WASHINGTON — U.S. Sen. Raphael Warnock said America’s democracy cannot coexist if political violence continues to rear its head.
During a five-minute speech on the Senate floor delivered the day after conservative activist Charlie Kirk was assassinated, Warnock encouraged both Republicans and Democrats to turn down the temperature.
“We Americans engage in loud, heated and sometimes rambunctious debates, not as a precursor to violence but to avoid violence,” Warnock said Thursday. “We must learn to disagree without becoming violently disagreeable. Let me be clear: there is nothing more anti-democratic than political violence.”
Warnock, who is also the pastor of Atlanta’s Ebenezer Baptist Church, said he got the idea for the speech after running into former U.S. House Speaker Newt Gingrich, a conservative Republican, at an event in Washington Wednesday night. As they discussed the news of Kirk’s death, Warnock decided he needed to use his platform to make a statement.

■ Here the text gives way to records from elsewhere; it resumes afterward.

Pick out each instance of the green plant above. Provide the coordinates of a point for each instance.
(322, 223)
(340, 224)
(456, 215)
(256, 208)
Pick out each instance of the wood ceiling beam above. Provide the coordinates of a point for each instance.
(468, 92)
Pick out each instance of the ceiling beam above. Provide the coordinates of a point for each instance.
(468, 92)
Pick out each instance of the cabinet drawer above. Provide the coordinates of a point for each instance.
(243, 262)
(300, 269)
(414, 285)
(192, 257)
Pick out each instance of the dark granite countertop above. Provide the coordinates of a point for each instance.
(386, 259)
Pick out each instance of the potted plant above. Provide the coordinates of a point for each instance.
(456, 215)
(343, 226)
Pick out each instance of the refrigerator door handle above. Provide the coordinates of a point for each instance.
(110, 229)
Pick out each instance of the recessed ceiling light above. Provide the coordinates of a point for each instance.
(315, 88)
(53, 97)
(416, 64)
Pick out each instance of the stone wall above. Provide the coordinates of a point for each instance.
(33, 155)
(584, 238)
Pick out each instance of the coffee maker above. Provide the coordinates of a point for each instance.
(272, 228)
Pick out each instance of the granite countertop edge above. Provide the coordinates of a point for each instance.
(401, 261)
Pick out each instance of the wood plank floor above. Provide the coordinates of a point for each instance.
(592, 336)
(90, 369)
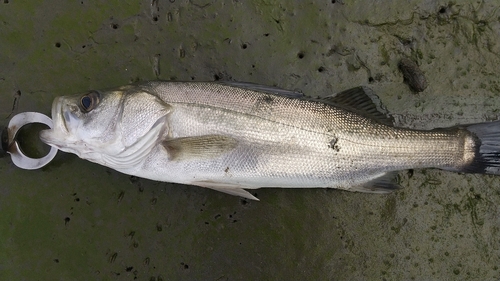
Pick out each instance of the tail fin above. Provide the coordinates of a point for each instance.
(487, 154)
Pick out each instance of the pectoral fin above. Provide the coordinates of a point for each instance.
(200, 147)
(383, 184)
(231, 189)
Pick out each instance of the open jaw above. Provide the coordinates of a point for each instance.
(59, 136)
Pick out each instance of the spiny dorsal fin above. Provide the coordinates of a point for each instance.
(384, 184)
(227, 188)
(200, 147)
(363, 101)
(263, 88)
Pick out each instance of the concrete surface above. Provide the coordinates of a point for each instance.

“I love our country, and I am genuinely and deeply worried about us,” he told The Atlanta Journal-Constitution after his speech concluded Thursday. “You can feel the tension in the air and yesterday was an intensification of what I’ve been feeling for a while.”
Kirk was shot and killed while delivering remarks on a college campus in Utah. The assailant was still at large Thursday, and no suspect or motive had been identified.
Warnock also cited other incidents like the shooting death of Minnesota Democratic lawmaker Melissa Hortman and her husband in June. It’s not just political violence but hate speech that he says must be denounced.
“You cannot condemn one without condemning the other, for hate is itself a kind of violence that kills the spirit and corrupts the soul of a person and of a nation,” he said.
“And that vicious cycle of violence and hate, of hate and violence, can only lead to the demise of our country and the destruction of our humanity.”